I am wondering if you are familiar with the way the SIEG X2 Y axis screw and nut are constructed? There is no way to "align" the nut. The manual tells you it is SUPPOSED TO move. They tell you to only "snug" its retention screw so that the nut is pretty much loosely held in whatever is the closest to a real alignment. Its poor design. They do that, coupled with the lack of a tail end carrier bearing, so the screw can move around "if needed".
It's like how some people only fasten one end, and the head screw, on a DRO scale, because they don't want to take the time and patience to properly get the scale fastened such that the head travels perfectly aligned from end to end with both ends and the scale head firmly screwed down. If you try to fasten the nut retainer screw tightly, the screw will bind at some point(s) in travel. My statement that the screw goes off parallel is an assumption, I admit, as it is forced in some direction by the movement of the acme nut in its loose holder, as it suddenly grabs in the slot. Ideally, wanting something to be able to move around in a slot should not incorporate the end of a screw trying to hold it in place, but should incorporate lubricated polished bearing surfaces to guide it along a desired path if it does move, precisely adjusted to eliminate chatter. Imagine if, instead of a nice smooth flat gib strip, the ways on the mill table axis were held in tight tolerance instead by only the tips of the gib screws themselves against the ways. That's essentially what SIEG did on this acme nut.

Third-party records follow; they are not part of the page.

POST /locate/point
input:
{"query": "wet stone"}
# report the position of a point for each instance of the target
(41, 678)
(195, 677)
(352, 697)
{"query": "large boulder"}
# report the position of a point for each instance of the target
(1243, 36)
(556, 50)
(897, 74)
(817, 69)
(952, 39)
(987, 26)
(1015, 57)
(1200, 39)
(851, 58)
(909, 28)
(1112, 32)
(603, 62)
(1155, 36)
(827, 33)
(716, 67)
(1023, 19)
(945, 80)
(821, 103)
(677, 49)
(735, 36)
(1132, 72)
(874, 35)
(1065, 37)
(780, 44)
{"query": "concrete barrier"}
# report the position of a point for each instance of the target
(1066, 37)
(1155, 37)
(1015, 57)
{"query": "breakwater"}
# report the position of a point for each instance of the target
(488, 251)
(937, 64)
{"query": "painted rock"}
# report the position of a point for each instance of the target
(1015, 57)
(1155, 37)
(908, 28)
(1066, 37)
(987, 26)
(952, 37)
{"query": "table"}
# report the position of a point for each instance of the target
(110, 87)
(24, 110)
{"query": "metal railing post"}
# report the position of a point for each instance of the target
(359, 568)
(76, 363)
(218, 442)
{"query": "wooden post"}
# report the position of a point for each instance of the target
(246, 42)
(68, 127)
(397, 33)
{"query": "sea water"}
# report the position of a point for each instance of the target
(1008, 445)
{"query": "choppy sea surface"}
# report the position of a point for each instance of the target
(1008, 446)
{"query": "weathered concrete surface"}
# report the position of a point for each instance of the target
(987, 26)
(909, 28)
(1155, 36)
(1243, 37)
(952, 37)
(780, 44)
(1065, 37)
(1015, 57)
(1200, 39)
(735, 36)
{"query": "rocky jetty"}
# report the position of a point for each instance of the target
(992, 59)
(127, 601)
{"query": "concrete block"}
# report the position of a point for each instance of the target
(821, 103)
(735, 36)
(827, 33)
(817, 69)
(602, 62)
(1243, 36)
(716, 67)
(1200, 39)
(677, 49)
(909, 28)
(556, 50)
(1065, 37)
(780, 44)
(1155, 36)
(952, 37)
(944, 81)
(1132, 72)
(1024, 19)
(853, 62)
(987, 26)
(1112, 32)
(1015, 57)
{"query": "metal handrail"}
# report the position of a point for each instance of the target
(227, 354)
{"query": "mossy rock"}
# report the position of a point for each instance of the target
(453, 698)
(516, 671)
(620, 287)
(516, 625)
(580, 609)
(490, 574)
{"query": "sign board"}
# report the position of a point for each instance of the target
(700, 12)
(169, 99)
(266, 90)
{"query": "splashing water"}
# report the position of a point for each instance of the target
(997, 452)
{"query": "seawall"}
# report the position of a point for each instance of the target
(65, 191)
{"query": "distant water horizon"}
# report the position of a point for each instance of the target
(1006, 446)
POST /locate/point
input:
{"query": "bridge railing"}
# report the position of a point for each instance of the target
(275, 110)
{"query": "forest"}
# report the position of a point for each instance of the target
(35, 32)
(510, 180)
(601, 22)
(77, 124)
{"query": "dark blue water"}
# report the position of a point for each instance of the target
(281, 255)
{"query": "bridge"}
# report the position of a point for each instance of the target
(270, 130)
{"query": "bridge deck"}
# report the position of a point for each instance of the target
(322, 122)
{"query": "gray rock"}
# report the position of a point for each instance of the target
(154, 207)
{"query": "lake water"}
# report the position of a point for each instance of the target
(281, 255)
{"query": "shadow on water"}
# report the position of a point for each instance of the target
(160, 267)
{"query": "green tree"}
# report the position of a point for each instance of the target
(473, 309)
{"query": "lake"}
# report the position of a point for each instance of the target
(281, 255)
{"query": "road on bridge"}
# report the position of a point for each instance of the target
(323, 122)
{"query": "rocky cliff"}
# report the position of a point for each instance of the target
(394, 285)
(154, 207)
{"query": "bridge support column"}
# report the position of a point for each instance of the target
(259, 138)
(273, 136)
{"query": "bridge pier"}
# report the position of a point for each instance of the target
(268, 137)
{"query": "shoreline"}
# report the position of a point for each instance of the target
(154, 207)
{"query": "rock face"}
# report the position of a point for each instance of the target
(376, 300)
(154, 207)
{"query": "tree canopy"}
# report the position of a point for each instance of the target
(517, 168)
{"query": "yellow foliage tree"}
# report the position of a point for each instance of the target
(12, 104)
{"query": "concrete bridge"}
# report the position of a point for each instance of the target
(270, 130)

The X2 Y axis nut looks like an inverted tombstone. The threads for the screw are toward the rounded end. The squared off end sits upward in a slot that is wide enough to allow the tombstone to rotate many degrees left and right of being perpendicular. In fact, it can rotate beyond the point where it comes out of the slot in the carriage, if not careful when adjusting it. This allows for flexing of the screw (which ideally should never be needed) to accommodate whatever travel errors are occurring along the screw path, likely due to the fact the screw isn't rigidly constrained. This is a top heavy orientation. If the "snugged" retention screw loosens (it hides behind things you must remove to access it), the square top end of the tombstone "flops over" to one side or the other. Note that the alignment of the tombstone nut is the only thing holding the screw parallel to the ways, since the screw is free floating at the tail end. So when the nut tries to flop over, it pulls the screw sideways with it, and that is what causes it to bind, usually bringing a halt to any project until you disassemble, re-align and re-assemble things again. Typically, when the nut "moves" to one side, it never "moves" back the other way because of the retention screw grabbing at its surface as it slides past the screw end. That nut needs to be held in place vertically so it can't flop over. On the X axis, the squared off (heavy) end of its tombstone nut hangs down instead of pointing up, so gravity helps keep it centered. Perhaps what they should have used on the Y axis is a circular disc, with the acme threaded hole in its center, rather than the crazy inverted tombstone design they used. Hmm. I wonder if that idea would retrofit?
It is interesting you mention the X3 uses a tail carrier bearing. Perhaps they realized how essential that is. When they did, they should have applied the idea to any further X2 models produced. I've been through 3 different base castings along my upgrade path to the wider table and then a fixed vertical column. Every one of them lacks the tail bearing, and has this same problem with the Y axis screw binding. This "floppy nut" issue causing the binding is intrinsic to their design, it is not just a single incident on one casting. If they would have used the same design they use on the X axis, which has a bearing at both ends, and moves as smooth as butter, there would not have been this issue.